Ned Rust, Undercover

Ned Rust lives with his family in Croton, NY, and works in the publishing industry. His writing has appeared in Rolling Stone, McSweeney’s Internet Tendency, The Rocket, and The Stranger.

I work in the book-publishing industry. I can’t really say much about it in public like this because I happen to work in a somewhat high-stakes area, and, as you would have soon guessed from my nervous, backwards-scrambling sentence-structure, I’m deeply paranoid.

I don’t quite blame the industry for making me this way. I’ve only been working in the field for 5 years and there were signs I was given to an inflated sense of self-worth (i.e., people MUST be interested in finding out more about me) and over-caution from before. Like how I compost any piece of mail that has my name printed on it. Yep. Right in there with the coffee grounds and the watermelon rinds. I have a theory that the identity thieves will find my fly-infested compost bin as malodorous and generally daunting as my spouse and children do.

Except when companies use non-biodegradable stickers—“Affix this to your mail-in coupon for a free bonus subscription to Yachting for Kids!”— everything works out pretty good. In fact, the years have proven that promotional offers—and letters from my parents I can’t bear to look at—nicely balance the “wet” compost of kitchen scraps. With time and stirring, you’ll have a lovely loamy—and, importantly, informationally secure—mix within six months.

But there are things within the publishing industry, as you may have discovered yourself, that could begin to make even a well-balanced person paranoid.

I could go on and on, but this is my first ever blog entry and prudence tells me I should maybe start with just one topic. Beyond composting, I mean, which I don’t expect is what Maggie and Evelyn were expecting from me.

So let me touch on one topic that’s near the beginning of the publishing alphabet and never fails to make me look over my shoulder—agents . . . literary agents.

I mean why do they even call them agents? Who else is an agent? Insurance people (creepy). Internal Revenue Service folks (creepy). Operators in the MI5, ATF, CIA, OSS and FBI (I rest my case).

And what do they do? You don’t go to school for it. You don’t need a license. There isn’t even an accreditation or support organization for them—like lawyers have the Bar Association—at least so far as I’ve heard.
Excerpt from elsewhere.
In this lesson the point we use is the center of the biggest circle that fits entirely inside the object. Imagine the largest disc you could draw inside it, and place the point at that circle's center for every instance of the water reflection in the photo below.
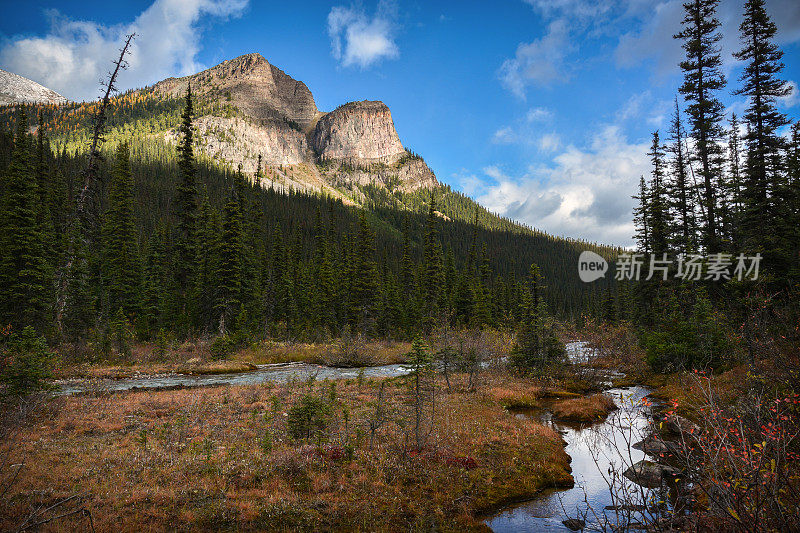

I mean have you ever seen a news story about a literary agent getting defrocked by her or his peers?

Maybe part of the problem is they don’t seem to do anything they might even have to bother putting on a frock to accomplish.

So far as I can tell—and I should confess I don’t have a lot of direct dealings with them and that I know one or two who seem lovely in person—agents need 2 principal things to make a living:

1) Enough paralegal-level savvy to hoard and be conversant with the appropriate legal forms and contracts to make writers promise to give them a hefty portion of any money they might make and to understand that the generally guile-less publishing houses aren’t taking any legal advantage.

2) The ability—through experience, charm and, or, connections—to get calls & emails answered by the people who acquire manuscripts and sometimes by those who market the finished books at the publishing houses.

The rest of it—recognizing good writing, answering the telephone occasionally, light xeroxing, brushing one’s teeth before going out in public—most of us regular folk have down.

But somehow they keep on doing their thing. Even now, in the 21st century, they’re taking often double-digit percentages out of author’s and publisher’s hands.

I mean, isn’t that a weird system? And there’s like, no transparency whatsoever. So you never know if like Agent Y is brother-in-law to Publisher X.

And you never really know if Agent K really does have your best interest at heart and thinks you could be BIG, or whether he’s just treating you like a mineral claim that may or may not prove to contain valuable gems but the land’s so dang cheap, why not just go ahead and put a binding deed on it so nobody else can do anything with it?

Oh well. I don’t really have anything specific to point at, but the whole scene just makes me nervous. Speaking of which, I think I hear somebody out at the composter.